Malaria is one of the most deadly disease that humans have seen in the history of mankind. It is caused by a parasite that can be transmitted to humans through the bites of infected mosquitoes.
Every year approx. 210 million people get infected with malaria. Out of those about 445000 people die from the disease. Most of the deceased are young children in Africa
There are 5 parasite species that cause malaria in humans:
P. vivax (pose the greatest threat )
Malaria is an acute febrile illness. Symptoms for malaria usually appear 10-15days after the infective mosquito bite.In some people an attack usually starts with shivering and chills followed by sweating and a return to normal temp.
Other symptoms include:
- Nausea and vomiting
- Muscle pain and fatigue
If not treated malaria can progress to severe illness often leading to death. In children with severe malaria frequently develop one or more of the following symptoms
1. Severe anemia
2. Respiratory distress in relation to metabolic acidosis or cerebral malaria
3. In adults multi organ failure is also frequent.
Mosquito transmission cycle
Only the female mosquito spreads the malaria parasite. When a mosquito bites a person who already has malaria, it sucks up the person’s blood which contain the parasite . The mosquito then injects the parasite into the next person it bites. That’s how the disease is spread.
Once the parasite enter the body they travel to the liver where they multiply. They invade the RBC . The parasites get inside them, lay their eggs and multiply until the red blood cells burst .
This release more parasite into the blood stream.
It can be fatal as in most cases malaria death are related to one more serious complications including:
1. Cerebral malaria- Parasite filled blood cells block small blood vessels to the brain.

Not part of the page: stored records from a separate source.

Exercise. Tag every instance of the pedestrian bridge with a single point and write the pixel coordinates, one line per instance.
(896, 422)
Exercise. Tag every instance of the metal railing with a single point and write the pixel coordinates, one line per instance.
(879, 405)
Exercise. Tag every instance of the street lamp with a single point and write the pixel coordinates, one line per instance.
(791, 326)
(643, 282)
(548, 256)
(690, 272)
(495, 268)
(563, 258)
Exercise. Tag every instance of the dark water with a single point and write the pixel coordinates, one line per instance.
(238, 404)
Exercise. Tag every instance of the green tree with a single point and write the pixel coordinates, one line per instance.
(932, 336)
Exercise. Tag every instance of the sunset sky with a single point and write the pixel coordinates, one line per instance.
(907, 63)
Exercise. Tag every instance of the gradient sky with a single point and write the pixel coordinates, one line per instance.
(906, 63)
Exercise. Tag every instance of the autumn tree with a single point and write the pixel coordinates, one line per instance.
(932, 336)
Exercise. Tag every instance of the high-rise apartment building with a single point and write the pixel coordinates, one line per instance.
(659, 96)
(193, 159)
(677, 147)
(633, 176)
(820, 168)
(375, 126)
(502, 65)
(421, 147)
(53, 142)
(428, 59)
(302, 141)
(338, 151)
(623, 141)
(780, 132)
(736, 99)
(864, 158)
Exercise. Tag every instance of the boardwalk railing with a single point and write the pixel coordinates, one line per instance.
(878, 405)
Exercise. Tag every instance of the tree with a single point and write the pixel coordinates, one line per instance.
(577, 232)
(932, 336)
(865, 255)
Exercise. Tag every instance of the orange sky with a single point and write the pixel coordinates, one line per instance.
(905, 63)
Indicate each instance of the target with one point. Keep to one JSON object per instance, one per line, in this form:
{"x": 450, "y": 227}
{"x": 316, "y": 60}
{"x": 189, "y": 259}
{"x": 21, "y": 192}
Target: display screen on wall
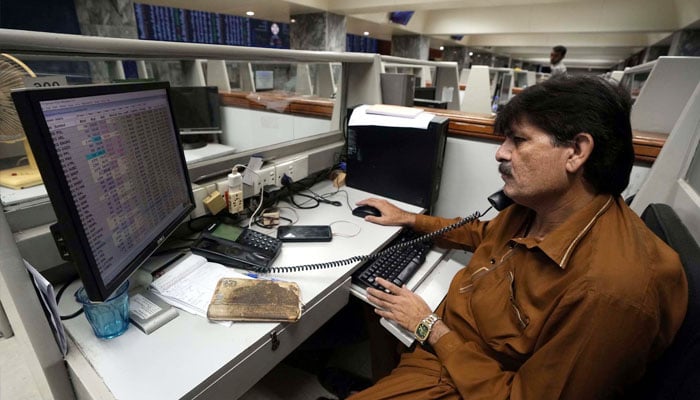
{"x": 181, "y": 25}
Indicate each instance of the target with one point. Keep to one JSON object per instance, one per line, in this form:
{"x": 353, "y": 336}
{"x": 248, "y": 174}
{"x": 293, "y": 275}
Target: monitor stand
{"x": 191, "y": 142}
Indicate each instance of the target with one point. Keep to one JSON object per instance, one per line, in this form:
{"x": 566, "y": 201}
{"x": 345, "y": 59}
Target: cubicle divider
{"x": 661, "y": 90}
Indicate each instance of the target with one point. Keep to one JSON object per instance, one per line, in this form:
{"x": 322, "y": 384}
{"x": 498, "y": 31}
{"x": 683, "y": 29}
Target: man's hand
{"x": 391, "y": 215}
{"x": 401, "y": 305}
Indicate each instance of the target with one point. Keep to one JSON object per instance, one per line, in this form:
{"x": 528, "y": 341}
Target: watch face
{"x": 422, "y": 331}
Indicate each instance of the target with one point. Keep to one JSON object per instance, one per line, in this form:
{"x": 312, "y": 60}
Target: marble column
{"x": 457, "y": 53}
{"x": 318, "y": 31}
{"x": 685, "y": 43}
{"x": 410, "y": 46}
{"x": 113, "y": 18}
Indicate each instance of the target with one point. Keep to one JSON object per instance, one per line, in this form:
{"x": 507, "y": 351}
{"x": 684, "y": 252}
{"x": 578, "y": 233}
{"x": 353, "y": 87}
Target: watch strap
{"x": 423, "y": 329}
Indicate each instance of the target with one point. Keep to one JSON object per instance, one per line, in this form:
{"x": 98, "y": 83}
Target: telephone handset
{"x": 237, "y": 247}
{"x": 498, "y": 200}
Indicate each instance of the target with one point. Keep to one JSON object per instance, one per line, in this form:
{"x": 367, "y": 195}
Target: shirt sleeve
{"x": 591, "y": 343}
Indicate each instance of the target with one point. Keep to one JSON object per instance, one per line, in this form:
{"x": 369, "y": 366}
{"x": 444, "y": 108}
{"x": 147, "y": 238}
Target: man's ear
{"x": 582, "y": 147}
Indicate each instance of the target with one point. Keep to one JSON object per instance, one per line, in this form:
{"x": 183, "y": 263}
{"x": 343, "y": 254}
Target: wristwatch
{"x": 424, "y": 327}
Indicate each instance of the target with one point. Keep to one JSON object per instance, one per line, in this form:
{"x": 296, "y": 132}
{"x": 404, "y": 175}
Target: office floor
{"x": 289, "y": 381}
{"x": 336, "y": 345}
{"x": 16, "y": 381}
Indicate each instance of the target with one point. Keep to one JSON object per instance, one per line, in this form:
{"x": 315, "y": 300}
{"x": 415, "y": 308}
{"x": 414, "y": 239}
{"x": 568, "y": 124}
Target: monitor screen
{"x": 264, "y": 80}
{"x": 400, "y": 17}
{"x": 504, "y": 95}
{"x": 114, "y": 171}
{"x": 196, "y": 109}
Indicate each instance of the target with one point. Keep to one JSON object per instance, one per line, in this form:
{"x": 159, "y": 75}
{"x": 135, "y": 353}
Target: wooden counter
{"x": 279, "y": 101}
{"x": 647, "y": 145}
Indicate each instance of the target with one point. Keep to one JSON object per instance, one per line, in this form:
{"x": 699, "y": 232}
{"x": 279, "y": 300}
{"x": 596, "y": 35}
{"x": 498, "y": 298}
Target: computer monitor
{"x": 196, "y": 109}
{"x": 424, "y": 93}
{"x": 114, "y": 171}
{"x": 197, "y": 114}
{"x": 400, "y": 17}
{"x": 264, "y": 80}
{"x": 505, "y": 88}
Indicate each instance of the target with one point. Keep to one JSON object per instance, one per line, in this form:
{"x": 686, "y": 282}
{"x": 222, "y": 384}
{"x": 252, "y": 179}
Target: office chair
{"x": 676, "y": 375}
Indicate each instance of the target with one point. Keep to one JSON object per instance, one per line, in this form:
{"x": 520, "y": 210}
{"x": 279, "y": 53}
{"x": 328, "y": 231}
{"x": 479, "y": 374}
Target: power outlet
{"x": 295, "y": 169}
{"x": 264, "y": 177}
{"x": 235, "y": 201}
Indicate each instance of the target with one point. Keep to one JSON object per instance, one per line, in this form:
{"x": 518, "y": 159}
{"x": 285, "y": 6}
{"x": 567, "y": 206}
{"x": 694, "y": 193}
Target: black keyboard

It leads to swelling of brain and damage can lead to coma.
2. Breathing problem- Accumulated fluid in the lung can make it difficult to breathe
3. Organ failure- It can also cause the kidney and liver to fail. Any of these conditions can be life threatening.
4. Anemia- It damages red blood cells which result in anaemia
Mosquito are most active between dusk and dawn. Here are few good practices that should be followed to protect from mosquito bite:
- Cover the skin by wearing long sleeve clothes.
- Apply skin repellent to exposed skin, if any.
- Use a mosquito net over bed.
Treatment aims to eliminate the plasmodium parasite from the blood stream. World Health Organisation (WHO) recommends artemisinin based combination therapy (ACT) to treat uncomplicated malaria. WHO has warned that no alternatives to artemisinin are likely to become available for several years.